Si, au retour des vestiaires, les deux équipes reprenaient le combat avec la même intensité, seul Monaco allait rapidement parvenir à sortir les marrons du feu. Dans les secondes qui suivaient une action chaude devant le but de Fabre, l'ASM se procurait un coup franc à trente mètres. Rapidement joué, le ballon parvenait à Germain qui, étrangement démarqué à gauche de la surface, n'avait plus qu'à aller remporter son duel face au portier lensois (1-0, 49e). Les hommes de Jean-Louis Garcia, encore sonnés par cette ouverture du score, se faisaient ensuite surprendre en contre. Giuly transmettait sur sa gauche à Germain qui laissait le ballon filer au bénéfice de Yatabaré dont la reprise aux seize mètres passait sous le ventre de Fabre (2-0, 55e).

Loin de s'effondrer, les Sang et Or allaient alors se ruer à l'attaque : frappe de Toudic aux vingt mètres sur laquelle se couchait Sourzac (61e), tentative à la même distance de Pollet, hors cadre (62e), tacle du portier azuréen devant Pollet sur une passe en retrait mal assurée (63e). Peu après l'entrée de Hazard pour Ben Saada (68e), le Racing obtenait enfin la première récompense de ses efforts. Bénéficiant, dans la surface, d'un bon ballon de Démont, Toudic réduisait le score d'une puissante frappe croisée (2-1, 69e) ! Sur sa lancée, Toudic était bien prêt d'égaliser sur un centre de Hazard dont Yatabaré manquait l'interception. Surpris, l'attaquant lensois ratait, lui aussi, le cuir au moment de reprendre, à bout portant, devant le but vide. Rageant (71e) !

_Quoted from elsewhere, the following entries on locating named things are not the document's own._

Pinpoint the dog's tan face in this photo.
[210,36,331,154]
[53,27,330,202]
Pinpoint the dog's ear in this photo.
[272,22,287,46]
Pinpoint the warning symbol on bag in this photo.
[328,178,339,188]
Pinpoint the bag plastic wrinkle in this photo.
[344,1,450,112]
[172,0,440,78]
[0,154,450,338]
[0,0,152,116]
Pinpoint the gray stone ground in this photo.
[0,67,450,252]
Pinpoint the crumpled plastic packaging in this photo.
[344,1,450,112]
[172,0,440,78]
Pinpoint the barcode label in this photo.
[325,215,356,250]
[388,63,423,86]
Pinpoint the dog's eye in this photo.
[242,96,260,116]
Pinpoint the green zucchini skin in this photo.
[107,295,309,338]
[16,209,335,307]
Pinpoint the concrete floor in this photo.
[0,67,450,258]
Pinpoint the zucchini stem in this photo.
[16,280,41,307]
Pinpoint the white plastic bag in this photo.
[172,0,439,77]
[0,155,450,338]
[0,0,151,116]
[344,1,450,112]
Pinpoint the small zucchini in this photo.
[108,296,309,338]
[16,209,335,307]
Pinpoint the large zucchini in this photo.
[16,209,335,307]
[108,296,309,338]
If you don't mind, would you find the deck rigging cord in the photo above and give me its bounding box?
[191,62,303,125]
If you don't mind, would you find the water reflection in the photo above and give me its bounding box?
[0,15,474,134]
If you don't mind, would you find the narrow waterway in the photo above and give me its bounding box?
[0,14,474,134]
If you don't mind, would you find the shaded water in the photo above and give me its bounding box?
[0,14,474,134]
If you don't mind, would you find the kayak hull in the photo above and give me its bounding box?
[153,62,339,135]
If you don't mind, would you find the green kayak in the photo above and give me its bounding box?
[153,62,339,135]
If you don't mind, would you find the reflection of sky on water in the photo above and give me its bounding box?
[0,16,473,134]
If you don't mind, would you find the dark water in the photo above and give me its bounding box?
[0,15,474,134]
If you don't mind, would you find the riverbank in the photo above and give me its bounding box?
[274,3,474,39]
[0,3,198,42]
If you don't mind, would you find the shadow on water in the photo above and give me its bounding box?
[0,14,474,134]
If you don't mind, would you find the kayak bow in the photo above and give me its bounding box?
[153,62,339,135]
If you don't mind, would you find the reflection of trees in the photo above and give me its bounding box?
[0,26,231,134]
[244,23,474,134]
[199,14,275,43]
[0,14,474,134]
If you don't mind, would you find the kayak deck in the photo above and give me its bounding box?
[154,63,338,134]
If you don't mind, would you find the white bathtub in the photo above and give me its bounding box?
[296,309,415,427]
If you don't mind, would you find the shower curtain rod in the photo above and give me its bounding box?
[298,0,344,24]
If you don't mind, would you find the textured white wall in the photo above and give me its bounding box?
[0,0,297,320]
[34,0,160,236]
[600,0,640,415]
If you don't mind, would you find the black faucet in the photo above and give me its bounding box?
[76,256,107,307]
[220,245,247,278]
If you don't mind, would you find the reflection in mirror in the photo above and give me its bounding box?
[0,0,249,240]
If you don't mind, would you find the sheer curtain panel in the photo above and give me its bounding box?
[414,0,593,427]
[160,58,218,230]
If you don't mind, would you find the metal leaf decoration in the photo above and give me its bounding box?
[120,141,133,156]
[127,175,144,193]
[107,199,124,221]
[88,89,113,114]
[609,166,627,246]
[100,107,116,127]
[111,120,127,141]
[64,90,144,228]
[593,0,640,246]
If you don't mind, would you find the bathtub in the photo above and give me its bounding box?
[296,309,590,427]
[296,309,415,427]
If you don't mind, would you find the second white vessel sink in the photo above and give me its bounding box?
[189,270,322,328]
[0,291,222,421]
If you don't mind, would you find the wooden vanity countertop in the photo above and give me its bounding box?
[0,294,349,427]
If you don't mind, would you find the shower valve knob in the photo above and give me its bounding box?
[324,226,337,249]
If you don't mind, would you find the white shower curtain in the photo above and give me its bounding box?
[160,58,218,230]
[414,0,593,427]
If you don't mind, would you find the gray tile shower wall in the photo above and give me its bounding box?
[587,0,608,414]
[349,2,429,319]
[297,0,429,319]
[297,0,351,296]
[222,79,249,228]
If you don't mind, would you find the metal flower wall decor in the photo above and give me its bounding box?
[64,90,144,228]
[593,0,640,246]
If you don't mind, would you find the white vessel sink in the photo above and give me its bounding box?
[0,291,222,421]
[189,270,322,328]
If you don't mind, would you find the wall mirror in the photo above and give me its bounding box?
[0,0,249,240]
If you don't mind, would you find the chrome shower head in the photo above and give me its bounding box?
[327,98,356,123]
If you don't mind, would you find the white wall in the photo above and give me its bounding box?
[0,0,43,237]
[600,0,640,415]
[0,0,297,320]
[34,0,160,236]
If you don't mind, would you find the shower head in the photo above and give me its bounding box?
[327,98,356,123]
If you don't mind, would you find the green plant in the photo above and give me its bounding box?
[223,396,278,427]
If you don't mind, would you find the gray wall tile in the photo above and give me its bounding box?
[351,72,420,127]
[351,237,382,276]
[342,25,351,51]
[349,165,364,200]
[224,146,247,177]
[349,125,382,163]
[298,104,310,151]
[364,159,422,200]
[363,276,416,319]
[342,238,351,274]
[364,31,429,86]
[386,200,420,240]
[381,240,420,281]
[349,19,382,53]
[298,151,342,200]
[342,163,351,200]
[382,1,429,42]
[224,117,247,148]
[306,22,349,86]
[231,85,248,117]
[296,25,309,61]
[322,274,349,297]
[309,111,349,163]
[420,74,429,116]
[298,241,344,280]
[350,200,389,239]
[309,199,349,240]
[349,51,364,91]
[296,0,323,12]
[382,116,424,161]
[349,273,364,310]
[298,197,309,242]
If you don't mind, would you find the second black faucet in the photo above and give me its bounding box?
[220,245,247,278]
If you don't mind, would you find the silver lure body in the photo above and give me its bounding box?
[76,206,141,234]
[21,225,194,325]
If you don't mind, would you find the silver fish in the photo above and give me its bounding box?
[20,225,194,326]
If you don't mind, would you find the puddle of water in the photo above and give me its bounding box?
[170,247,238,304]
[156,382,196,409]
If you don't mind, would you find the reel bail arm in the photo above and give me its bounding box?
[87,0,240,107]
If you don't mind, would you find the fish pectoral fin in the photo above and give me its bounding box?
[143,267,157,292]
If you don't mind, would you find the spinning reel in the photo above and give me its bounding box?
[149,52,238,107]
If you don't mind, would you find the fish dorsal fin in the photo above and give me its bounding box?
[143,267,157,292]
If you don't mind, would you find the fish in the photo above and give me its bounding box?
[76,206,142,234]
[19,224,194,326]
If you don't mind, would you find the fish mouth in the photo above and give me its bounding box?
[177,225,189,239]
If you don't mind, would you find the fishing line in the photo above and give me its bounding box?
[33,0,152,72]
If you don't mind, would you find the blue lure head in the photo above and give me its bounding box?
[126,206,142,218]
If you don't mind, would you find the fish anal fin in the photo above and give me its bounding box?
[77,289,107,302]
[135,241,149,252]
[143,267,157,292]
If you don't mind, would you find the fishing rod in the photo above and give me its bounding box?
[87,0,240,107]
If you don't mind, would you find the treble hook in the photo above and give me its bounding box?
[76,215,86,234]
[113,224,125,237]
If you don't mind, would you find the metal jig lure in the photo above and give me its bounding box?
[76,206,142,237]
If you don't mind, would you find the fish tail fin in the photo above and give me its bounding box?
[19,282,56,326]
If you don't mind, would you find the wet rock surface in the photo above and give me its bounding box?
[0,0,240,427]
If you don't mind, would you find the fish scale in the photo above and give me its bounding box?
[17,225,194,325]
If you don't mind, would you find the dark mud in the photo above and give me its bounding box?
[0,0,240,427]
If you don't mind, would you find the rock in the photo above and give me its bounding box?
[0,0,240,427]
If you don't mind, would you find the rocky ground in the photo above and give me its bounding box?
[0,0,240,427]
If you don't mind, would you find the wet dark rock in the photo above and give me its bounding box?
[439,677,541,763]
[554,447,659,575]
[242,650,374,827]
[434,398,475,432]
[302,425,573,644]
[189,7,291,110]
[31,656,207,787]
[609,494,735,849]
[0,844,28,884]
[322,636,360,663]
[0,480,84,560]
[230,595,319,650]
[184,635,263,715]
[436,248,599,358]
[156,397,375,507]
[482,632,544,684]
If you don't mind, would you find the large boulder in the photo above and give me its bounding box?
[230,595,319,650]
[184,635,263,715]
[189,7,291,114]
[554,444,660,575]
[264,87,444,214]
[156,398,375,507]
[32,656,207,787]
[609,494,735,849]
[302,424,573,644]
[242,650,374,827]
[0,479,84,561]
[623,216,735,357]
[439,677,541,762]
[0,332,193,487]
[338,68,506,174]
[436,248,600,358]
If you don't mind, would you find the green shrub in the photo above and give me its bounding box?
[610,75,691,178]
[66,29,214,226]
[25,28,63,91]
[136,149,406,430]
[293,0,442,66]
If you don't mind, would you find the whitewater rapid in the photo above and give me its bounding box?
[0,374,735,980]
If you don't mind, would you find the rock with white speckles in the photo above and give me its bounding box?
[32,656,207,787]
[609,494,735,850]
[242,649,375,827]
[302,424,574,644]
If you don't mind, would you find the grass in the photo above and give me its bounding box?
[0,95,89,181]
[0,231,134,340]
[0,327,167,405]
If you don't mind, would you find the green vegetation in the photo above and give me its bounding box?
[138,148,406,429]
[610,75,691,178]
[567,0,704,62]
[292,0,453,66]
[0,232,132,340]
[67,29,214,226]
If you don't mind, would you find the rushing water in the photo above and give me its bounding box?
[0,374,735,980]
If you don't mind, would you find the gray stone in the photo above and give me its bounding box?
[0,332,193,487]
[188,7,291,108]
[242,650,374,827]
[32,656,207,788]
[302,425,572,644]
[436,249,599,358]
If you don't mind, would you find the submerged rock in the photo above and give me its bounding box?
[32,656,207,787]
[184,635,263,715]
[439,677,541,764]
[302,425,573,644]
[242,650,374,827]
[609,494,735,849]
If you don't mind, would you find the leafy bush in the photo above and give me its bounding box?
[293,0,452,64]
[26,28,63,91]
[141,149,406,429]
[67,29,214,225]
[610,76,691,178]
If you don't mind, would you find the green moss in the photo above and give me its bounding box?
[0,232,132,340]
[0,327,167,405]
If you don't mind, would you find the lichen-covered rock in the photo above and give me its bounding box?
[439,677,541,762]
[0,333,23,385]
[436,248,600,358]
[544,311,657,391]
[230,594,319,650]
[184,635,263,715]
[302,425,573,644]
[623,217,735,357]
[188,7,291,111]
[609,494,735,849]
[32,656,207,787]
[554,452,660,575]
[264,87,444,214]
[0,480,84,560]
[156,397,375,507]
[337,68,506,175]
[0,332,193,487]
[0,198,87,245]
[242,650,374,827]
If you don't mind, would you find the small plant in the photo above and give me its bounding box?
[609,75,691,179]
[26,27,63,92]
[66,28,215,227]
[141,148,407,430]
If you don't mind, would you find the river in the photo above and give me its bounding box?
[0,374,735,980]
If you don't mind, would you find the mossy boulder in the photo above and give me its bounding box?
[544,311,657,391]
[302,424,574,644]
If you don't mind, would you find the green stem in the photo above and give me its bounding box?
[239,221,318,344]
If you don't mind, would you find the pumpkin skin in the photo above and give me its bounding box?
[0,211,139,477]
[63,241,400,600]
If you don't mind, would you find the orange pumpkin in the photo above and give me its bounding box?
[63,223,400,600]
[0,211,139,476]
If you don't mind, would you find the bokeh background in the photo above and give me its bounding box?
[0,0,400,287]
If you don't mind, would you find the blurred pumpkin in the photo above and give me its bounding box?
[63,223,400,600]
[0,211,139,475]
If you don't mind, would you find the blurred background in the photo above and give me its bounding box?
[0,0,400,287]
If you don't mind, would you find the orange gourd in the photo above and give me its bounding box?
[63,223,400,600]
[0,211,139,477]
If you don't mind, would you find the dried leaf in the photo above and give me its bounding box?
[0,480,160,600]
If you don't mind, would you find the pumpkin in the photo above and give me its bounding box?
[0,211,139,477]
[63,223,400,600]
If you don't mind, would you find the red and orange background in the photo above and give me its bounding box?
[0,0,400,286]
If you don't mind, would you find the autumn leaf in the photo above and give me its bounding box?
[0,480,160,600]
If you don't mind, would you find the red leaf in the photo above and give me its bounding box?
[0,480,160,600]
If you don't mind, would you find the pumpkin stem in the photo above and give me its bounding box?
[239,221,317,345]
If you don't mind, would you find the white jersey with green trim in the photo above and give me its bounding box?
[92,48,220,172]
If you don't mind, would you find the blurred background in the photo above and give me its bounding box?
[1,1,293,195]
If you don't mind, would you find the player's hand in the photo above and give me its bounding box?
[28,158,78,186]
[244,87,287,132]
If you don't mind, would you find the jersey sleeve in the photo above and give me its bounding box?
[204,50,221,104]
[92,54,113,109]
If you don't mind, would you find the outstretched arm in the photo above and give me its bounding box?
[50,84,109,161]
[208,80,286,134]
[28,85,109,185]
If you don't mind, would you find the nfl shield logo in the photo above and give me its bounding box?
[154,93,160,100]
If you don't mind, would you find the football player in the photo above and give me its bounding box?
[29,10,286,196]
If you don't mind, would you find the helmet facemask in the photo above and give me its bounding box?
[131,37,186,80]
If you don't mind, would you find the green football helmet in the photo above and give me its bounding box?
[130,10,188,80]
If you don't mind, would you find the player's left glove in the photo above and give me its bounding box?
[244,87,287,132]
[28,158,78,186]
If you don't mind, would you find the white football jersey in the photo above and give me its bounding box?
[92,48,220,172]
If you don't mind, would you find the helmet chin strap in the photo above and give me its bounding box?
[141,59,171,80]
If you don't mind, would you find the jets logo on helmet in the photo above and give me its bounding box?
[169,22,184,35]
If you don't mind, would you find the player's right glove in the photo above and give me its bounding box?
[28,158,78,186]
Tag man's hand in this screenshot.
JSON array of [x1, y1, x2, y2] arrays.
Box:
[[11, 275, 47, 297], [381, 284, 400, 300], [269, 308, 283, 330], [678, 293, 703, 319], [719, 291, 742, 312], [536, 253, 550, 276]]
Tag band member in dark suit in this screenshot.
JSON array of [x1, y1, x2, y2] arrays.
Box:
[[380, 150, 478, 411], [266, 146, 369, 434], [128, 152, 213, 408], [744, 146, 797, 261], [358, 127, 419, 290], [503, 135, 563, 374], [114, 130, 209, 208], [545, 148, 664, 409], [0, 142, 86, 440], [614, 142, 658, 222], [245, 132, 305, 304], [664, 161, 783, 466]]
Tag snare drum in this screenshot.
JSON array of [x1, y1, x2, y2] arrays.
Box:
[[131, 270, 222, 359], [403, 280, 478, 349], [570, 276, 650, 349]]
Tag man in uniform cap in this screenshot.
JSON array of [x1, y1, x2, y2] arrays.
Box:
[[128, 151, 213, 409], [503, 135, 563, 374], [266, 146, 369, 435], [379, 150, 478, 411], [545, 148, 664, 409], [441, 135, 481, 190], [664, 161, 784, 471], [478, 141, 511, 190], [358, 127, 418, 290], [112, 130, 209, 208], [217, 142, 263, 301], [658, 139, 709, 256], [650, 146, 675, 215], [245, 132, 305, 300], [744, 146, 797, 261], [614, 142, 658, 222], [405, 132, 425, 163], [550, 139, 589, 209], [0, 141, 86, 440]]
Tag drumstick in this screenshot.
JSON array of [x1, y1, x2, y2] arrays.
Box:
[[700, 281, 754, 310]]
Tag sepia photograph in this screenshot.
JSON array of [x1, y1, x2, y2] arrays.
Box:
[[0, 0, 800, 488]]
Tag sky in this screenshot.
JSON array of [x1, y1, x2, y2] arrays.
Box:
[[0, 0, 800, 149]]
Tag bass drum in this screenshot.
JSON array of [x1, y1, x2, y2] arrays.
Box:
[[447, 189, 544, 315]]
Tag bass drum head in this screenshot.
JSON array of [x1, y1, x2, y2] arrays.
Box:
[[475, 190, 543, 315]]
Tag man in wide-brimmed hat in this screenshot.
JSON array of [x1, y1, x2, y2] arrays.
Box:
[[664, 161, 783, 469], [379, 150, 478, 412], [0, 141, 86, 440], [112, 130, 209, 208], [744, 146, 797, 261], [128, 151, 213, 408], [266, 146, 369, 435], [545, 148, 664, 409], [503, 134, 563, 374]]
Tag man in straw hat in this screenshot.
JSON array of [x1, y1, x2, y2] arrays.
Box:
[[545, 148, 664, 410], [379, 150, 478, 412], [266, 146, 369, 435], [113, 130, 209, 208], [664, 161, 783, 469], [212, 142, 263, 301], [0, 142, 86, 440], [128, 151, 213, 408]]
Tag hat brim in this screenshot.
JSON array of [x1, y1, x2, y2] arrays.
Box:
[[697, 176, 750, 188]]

L'égalisation était à nouveau à portée de pied du Racing sur un coup franc tiré à ras de terre par Cuvillier. Sourzac ne parvenait qu'à repousser le ballon devant lui, ballon sur lequel se jetait trois adversaires, et qui leur était subtilisé, in extremis et du bout du pied, par un incroyable réflexe du gardien (76e) ! Tandis que Rémy remplaçait Queudrue (79e), la défense monégasque était aux abois et accumulait les avertissements. Après une demi-volée de Hazard dans la surface, malheureusement trop croisée (84e), c'était au tour de Cuvillier de laisser sa place à Maurice (85e).

Il était impossible que Lens perde un tel match mais la réussite semblait fuir les Artésiens, à l'image de cette superbe action collective dans la dernière minute du temps réglementaire, conclue par un centre de Yahia, côté droit, pour une tête plongeante de Pollet au premier poteau. Au ras du montant (90e) ! Avec l'énergie du désespoir, les Sang et Or se ruaient, dans les arrêts de jeu, sur le but azuréen. Sans résultat. Et c'est alors que tout semblait perdu, que Toudic, des trente mètres et sans élan, parvenait à décrocher la Lune. Sa frappe flottante, rebondissait devant le but avant de se ficher entre le poteau et les doigts de Sourzac, impuissant et atterré (2-2, 93e) ! Dans les ultimes secondes de jeu, ce Racing, combatif comme jamais, décrochait un précieux point et une belle cargaison de confiance pour les rendez-vous à venir, à défaut d'une victoire qu'il aurait pourtant mérité d'obtenir au vu de la physionomie de la partie.